I should tell you about my New Mexico trip before it's too late. We started in Albuquerque, visiting DH's old haunts. We stayed one night at the Montery Non-smokers Motel, to get into the Route-66-driving-tourist kind of mood. The best part was the neon sign, which is retro-cool.
Well that, and the fact that things did not stink like cigarette smoke! (Ask me another day about the time I mistakenly stayed about Congress Airport Inn in St Louis, quite possibly the Most Disgusting Place On Earth. By "congress," they are not referring to the branch of government.) There was also a cute lil daschound named Gustav, who was too squirmy for me to get a picture.
The shopping in Albuquerque was rather dull--if you can believe it, lots of turquoise--except for this fake sheep/goat/churro lineup.
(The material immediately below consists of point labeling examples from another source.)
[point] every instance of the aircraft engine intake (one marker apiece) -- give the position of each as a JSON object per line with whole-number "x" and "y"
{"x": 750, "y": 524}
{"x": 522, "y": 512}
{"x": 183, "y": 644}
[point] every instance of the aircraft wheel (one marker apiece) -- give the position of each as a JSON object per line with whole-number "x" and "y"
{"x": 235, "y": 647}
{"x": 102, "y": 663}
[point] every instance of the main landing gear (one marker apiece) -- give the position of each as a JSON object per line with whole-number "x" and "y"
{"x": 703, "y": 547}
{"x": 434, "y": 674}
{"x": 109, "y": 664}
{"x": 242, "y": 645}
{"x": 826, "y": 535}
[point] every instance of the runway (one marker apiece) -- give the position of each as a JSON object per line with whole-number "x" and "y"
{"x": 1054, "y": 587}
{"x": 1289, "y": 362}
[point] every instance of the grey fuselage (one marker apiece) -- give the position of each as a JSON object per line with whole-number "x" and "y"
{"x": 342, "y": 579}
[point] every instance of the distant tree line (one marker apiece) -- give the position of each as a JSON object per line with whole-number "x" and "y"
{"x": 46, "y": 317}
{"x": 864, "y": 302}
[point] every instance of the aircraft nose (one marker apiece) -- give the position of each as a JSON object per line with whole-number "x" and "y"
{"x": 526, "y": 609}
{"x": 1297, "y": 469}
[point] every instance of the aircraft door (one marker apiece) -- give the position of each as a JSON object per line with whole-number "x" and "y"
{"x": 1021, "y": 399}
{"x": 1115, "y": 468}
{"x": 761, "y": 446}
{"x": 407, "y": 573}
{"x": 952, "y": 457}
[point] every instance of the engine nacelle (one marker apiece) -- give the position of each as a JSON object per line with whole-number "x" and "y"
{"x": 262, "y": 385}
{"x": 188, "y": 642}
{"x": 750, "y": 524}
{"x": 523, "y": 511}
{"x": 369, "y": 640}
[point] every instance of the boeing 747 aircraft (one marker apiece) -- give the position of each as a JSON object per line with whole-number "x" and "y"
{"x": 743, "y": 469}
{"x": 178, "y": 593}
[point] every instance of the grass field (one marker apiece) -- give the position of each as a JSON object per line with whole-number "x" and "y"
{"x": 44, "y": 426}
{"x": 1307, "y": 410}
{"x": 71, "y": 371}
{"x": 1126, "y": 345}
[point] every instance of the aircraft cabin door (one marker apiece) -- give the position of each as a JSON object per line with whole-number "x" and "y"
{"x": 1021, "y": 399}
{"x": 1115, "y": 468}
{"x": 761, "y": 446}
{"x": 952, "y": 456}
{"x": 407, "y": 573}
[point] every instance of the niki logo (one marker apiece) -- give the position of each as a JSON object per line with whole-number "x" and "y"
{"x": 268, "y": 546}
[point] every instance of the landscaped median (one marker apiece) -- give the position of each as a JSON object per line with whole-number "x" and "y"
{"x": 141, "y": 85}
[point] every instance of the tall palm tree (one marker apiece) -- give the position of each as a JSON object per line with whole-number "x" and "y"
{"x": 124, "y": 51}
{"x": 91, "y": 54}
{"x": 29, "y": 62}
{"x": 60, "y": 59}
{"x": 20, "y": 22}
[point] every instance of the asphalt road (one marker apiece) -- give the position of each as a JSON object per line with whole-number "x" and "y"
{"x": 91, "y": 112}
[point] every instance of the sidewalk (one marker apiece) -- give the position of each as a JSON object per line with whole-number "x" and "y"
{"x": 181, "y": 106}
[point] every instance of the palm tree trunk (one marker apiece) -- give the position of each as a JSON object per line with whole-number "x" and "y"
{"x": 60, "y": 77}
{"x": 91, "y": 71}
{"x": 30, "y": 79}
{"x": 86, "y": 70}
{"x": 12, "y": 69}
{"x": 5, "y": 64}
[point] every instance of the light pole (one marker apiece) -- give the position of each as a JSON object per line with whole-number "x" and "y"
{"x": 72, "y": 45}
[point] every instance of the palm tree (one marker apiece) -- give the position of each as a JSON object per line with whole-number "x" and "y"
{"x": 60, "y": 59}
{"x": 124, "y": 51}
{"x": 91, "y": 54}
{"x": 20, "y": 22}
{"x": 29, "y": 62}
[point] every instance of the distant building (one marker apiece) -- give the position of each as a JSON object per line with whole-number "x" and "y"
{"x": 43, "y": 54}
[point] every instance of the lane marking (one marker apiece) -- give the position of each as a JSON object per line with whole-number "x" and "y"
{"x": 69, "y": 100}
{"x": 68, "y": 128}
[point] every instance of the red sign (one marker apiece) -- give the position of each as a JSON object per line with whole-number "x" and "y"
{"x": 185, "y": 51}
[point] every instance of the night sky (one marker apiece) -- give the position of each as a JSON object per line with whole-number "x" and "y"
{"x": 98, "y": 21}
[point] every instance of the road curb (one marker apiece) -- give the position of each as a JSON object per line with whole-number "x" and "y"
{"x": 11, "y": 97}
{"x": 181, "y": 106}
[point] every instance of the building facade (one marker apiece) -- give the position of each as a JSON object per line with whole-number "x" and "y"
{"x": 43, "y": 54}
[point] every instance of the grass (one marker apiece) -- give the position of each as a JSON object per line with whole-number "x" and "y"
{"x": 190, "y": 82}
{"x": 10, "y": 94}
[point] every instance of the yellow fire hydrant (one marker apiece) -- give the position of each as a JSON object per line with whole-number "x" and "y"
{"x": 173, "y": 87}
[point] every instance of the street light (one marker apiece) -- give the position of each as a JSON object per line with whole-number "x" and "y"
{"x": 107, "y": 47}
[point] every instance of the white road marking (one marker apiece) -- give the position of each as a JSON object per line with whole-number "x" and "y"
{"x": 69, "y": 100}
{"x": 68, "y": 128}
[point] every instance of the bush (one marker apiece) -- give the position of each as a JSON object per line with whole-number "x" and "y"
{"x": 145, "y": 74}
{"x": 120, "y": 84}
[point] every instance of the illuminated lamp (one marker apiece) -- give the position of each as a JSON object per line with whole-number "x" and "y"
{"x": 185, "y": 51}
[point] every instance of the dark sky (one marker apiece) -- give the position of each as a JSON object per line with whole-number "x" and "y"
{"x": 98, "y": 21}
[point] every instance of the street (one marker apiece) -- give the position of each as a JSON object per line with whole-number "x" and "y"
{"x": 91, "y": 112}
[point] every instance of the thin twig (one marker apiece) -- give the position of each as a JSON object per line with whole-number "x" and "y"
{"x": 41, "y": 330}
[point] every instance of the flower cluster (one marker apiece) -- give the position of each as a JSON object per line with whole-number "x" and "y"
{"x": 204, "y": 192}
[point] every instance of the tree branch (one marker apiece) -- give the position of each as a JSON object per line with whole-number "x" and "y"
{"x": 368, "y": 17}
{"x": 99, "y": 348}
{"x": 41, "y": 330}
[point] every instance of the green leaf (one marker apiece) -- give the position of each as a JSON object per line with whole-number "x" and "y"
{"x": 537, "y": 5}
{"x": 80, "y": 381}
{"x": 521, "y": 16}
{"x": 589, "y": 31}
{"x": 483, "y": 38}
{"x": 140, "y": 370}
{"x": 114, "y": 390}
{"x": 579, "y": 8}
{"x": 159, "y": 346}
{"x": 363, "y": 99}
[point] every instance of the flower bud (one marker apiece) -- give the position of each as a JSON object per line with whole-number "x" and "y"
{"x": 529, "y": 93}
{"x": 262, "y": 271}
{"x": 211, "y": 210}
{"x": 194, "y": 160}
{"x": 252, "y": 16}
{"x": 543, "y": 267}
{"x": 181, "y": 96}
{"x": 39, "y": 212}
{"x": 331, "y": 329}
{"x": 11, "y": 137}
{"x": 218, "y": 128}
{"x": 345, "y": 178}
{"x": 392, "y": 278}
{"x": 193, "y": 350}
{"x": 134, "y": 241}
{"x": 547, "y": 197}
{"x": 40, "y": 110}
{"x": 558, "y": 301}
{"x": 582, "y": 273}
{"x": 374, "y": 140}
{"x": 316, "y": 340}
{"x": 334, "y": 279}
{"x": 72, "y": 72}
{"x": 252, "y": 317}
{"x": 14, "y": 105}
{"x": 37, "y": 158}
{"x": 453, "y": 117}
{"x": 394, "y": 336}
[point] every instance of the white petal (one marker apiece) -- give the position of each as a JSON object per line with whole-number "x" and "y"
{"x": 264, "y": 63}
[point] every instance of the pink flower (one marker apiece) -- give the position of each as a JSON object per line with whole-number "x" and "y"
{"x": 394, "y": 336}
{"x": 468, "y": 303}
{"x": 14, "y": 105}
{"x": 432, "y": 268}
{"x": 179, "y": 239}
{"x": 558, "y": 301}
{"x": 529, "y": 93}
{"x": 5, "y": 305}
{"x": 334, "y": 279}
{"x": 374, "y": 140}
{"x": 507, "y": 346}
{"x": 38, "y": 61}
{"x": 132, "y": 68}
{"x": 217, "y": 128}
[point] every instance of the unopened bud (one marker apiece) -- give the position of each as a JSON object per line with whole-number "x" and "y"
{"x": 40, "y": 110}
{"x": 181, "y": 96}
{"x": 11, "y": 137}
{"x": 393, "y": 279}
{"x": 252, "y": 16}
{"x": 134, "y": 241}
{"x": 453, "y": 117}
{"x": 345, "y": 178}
Very expensive and strange.
The highlight of the driving portion of the vacatino was the Turquoise Trail, between Albuquerque and Santa Fe. The sky is ten times bigger out there!
We made our way to Santa Fe, where we stayed at the best B&B ever, the Madeleine Inn.
The food (afteroon wine hour and breakfast) is marvellous, the rooms are gorgeous, the location is fantastic (walkable to everything), and the service is impeccable. The innkeeper giving us the tour apologized when he had to excuse himself to take freshly-baked cookies out of the oven! Seriously, some people... The gardens are absolutely amazing, especially considering that this is the desert.
They are also very eco-friendly, with their custom-made toiletries in dispensers (rather than little plastic bottles), recycling bins (seriously, how hard is it for other hotels/B&B's to do this?), gray-water-fed gardens, and so on. Unfortunately we didn't have the time to take advantage of their world-renowned spa (Absolute Nirvana Spa).
The BEST part of Santa Fe was the Nicholas Potter Bookseller, which is one of the best bookshops EVER (and believe me, I've looked.)
Such bliss! I did look for some knitterly books to show off here, and while there were many books on weaving, only one was really about yarn/knitting.
Since I don't spin or dye yarn--not because I don't want to, but because I'd have to give up my doctorly day job--I didn't get it, but I did get a whole lot of books. Suffice it to say that we bought enough books that 1) they had to be shipped, and 2) the proprietor volunteered to ship them for free!
We also went to The Needle's Eye yarn store in Santa Fe. Then we made our way to Taos. On the way, we passed Camel Rock. Then a few minutes later, a very camel-rock-like cloud appeared. Cool, eh?
Taos was stunning. We stayed at the Old Taos Guesthouse, which is a lovely B&B on a large property. There are happy chickens who produce the eggs for breakfast,
and spectacular sunsets.
It is a little bit out of town, very quiet, and exactly what I needed.
After the most peaceful sleep I'd had in years, and then a lovely visit to The Yarn Shop, we made our way south again. The drive to Los Alamos
was a lot more fun than the actual town. Granted, we didn't actually go to the National Laboratories (which would have been overwhelmingly fun for our dorky sciency hearts), but the rest of the town was so disturbingly bland, like it could be in Vermont, Indiana, California, or a movie set for for the movie Boring Town. I was pleased to find that the shop for the Bradbury museum had a surprisingly large knitting book selection.
During the drive, I had lost my cable needle while knitting/driving-from-the-passenger-seat more than once, so I bought a magnetic rock, onto which I could stick my cable needle. Of course, I foolishly didn't realize that my aluminum cable needle is not ferromagnetic. Ha!
We passed this fantastic sign painted on the side of a building on the way back:
Obamanos!! No matter your political inclination, you've got to admit that sign is awesome!
Back in Albuquerque, we stayed at the Hotel Blue, which is this super-adorable-chic art deco hotel! They have cookies and free wi-fi too!
We rushed back for the first presidential debate, hoping there would be a TV in the room. So we were very excited to find two! I guess they are in the middle of switching regular TVs for flat-screens.
During this entire trip, we had been trying all sorts of restaurants, trying to find some good New Mexican food. We went to the 1) local-recommended, 2) too-expensive, 3) best rank on tripadvisor, ) best on urbanspon, 5) hole in the wall which surely has good burritos (not), 6) one with the long line, and so on and on and on. All very disappointing. Granted, my love of spicy food is a bit extreme, but my opinion is that if you're going to hang bunches of chiles for decoration, you'd better make sure the food has some mofo flavor! Finally, the night before we left, we hit the jackpot (at my in-laws' suggestion). Cervantes, in Albuquerque, has the BEST food. It was heavenly.
This is my already-half-eaten burrito. I apologize for the terrible picture, but believe me, it is worth the strip-search at the airport, airsickness, white-knuckled driving, gas $, surviving-other eateries'-shite-food, etc, just to eat here!
It's amazing what a few days away will do for one's psyche. I feel like a new woman!